Genauso wollte Hinzmann, der bei Leipzig Fernsehen als Autor und Reporter arbeitet, Fernsehen machen. All diese verschiedenen Gesichter aus dieser recht kleinen Welt beobachten und gleichzeitig ein Teil dieser Familie sein. Schließlich spielen nach Ansicht Hinzmanns die Geschichten direkt vor der Haustür, hier hätten aber auch unsere Ängste und Probleme ihren Ursprung und nicht in Berlin und Mainz bei den großen Sendern. Besonders angetan haben den Fernsehmann aber die skurrilen und komischen Momente aus dem täglichen Leben. Genau für diese Geschichten ist der 1986 in Borna geborene Fernsehjournalist mittlerweile auch über die Stadtgrenzen hinaus bekannt. Mit seinem markigen Humor und einer oft grotesk überzeichneten Satire hat er sich im Filmbusiness aber nicht nur Freunde gemacht. So lässt er schon mal bei einer Live-Sendung die Lokal-Politiker nach ihrer Attraktivität von seinen Zuschauern bewerten. „Trotzdem oder gerade deshalb“, so Hinzmann verschmitzt lächelnd, „hat der Sender bei meinen Ideen mittlerweile alle Widerstände aufgegeben.“

Nicht zuletzt, weil Hinzmann für seine Beiträge auch deutschlandweit Beachtung findet. So erhielt er für seine Parodie „Weltuntergang in Leipzig“ den renommierten Lokalfernsehpreis REGIOSTAR 2013. Darin berichtet Hinzmann als Reporter über Kometeneinschläge, Überschwemmungen und die „beliebte“ Umweltzone, die die gesamte Wirtschaft der Stadt lahmgelegt haben. Zudem haben Außerirdische die Stadt in ihrer Gewalt. Infolgedessen hat in der Fiktion auch der Leipziger Oberbürgermeister Burkhard Jung die Flucht in seine alte Heimat Siegen angetreten. Noch heute freut sich Hinzmann diebisch über diesen Beitrag. Ist doch der Film nicht nur ein gelungener Seitenhieb auf den letzten Tag des Maya-Kalenders, sondern zugleich auch ein „flammender Aufruf“ gegen das tägliche „Gemecker“ der Menschen! „Ich habe oft das Gefühl, in Leipzig geht die Welt jeden Tag unter“, so Hinzmann. Gern verweist er dabei auf die Kommentare auf den Webseiten der ostdeutschen Lokalsender. „Die Menschen hier, und dazu zähle ich auch, jammern einfach gerne. Natürlich gibt es Probleme und Problemchen, wie korrupte Politiker, triste Plattenbausiedlungen, nervige Unterhaltungskünstler und Arbeitslosigkeit“, so der Fernsehmacher. Ein Untergang wie in unserem Film sei das jedoch alles nicht!

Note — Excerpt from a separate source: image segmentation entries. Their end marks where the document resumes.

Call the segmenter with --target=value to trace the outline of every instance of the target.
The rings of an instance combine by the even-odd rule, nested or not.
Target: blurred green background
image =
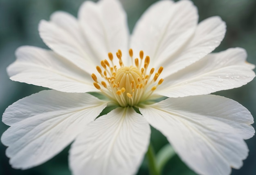
[[[38,25],[41,19],[48,20],[57,10],[76,16],[83,0],[0,0],[0,114],[19,99],[40,91],[43,88],[15,82],[9,79],[6,67],[15,60],[14,52],[19,46],[31,45],[47,48],[40,38]],[[155,0],[121,0],[128,13],[130,31],[142,13]],[[219,16],[227,25],[226,36],[214,52],[240,47],[248,52],[248,61],[256,64],[256,0],[193,0],[198,9],[200,21]],[[256,117],[256,80],[243,87],[216,94],[233,99],[246,107]],[[255,127],[256,125],[254,124]],[[8,127],[0,123],[0,134]],[[157,152],[167,143],[158,131],[152,131],[152,142]],[[244,166],[233,170],[232,175],[256,175],[256,137],[246,141],[250,152]],[[2,175],[70,175],[67,164],[69,148],[43,164],[25,171],[12,169],[5,155],[6,147],[0,144],[0,174]],[[213,165],[214,166],[214,165]],[[146,162],[138,175],[147,175]],[[163,175],[195,175],[176,155],[165,166]]]

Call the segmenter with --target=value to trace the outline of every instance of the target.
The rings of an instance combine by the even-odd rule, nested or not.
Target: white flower
[[[241,48],[210,54],[225,23],[217,16],[198,21],[196,8],[186,0],[152,5],[130,38],[117,0],[85,2],[77,20],[57,12],[41,21],[40,36],[53,51],[21,47],[7,70],[13,81],[53,90],[6,109],[2,121],[11,127],[1,140],[10,164],[37,166],[74,140],[74,175],[133,174],[147,149],[150,124],[199,174],[240,168],[253,118],[237,102],[207,94],[246,84],[254,66]],[[106,98],[85,93],[92,92]],[[154,102],[162,96],[168,98]],[[117,107],[96,119],[107,105]]]

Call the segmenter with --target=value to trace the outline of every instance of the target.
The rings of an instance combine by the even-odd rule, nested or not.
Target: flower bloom
[[[37,166],[74,140],[73,174],[134,174],[150,124],[198,173],[241,167],[253,118],[237,102],[209,94],[247,83],[254,66],[242,48],[211,53],[226,31],[219,17],[198,22],[196,8],[186,0],[153,5],[130,37],[117,0],[86,1],[77,19],[58,11],[42,20],[40,36],[52,51],[21,47],[7,71],[13,81],[53,90],[5,110],[2,121],[11,127],[1,140],[10,164]],[[107,105],[114,109],[97,118]]]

Was Hinzmann allerdings am meisten stört, ist, dass sich die Lokalsender schlicht und ergreifend nicht trauen, auch mal etwas Parodistisches zu wagen. Zu eng und hinderlich seien seiner Ansicht nach die Kontakte zur Politik und damit auch zur so wichtigen Wirtschaft. Aber man dürfe nicht vergessen, dass der Oberbürgermeister nicht der Bundeskanzler ist. Schließlich begegne man ihm fast täglich auf der Straße. Aber auch Hinzmann weiß aus eigener Erfahrung, dass man mit Satire schnell auch mal daneben langen kann. Gerade in so einer kleinen Welt wie Leipzig ist dann schon mal ein „hohes Tier“ beleidigt. Zum Glück ist Hinzmanns Studioleiter, Tobias Meier, ein Kabarettist...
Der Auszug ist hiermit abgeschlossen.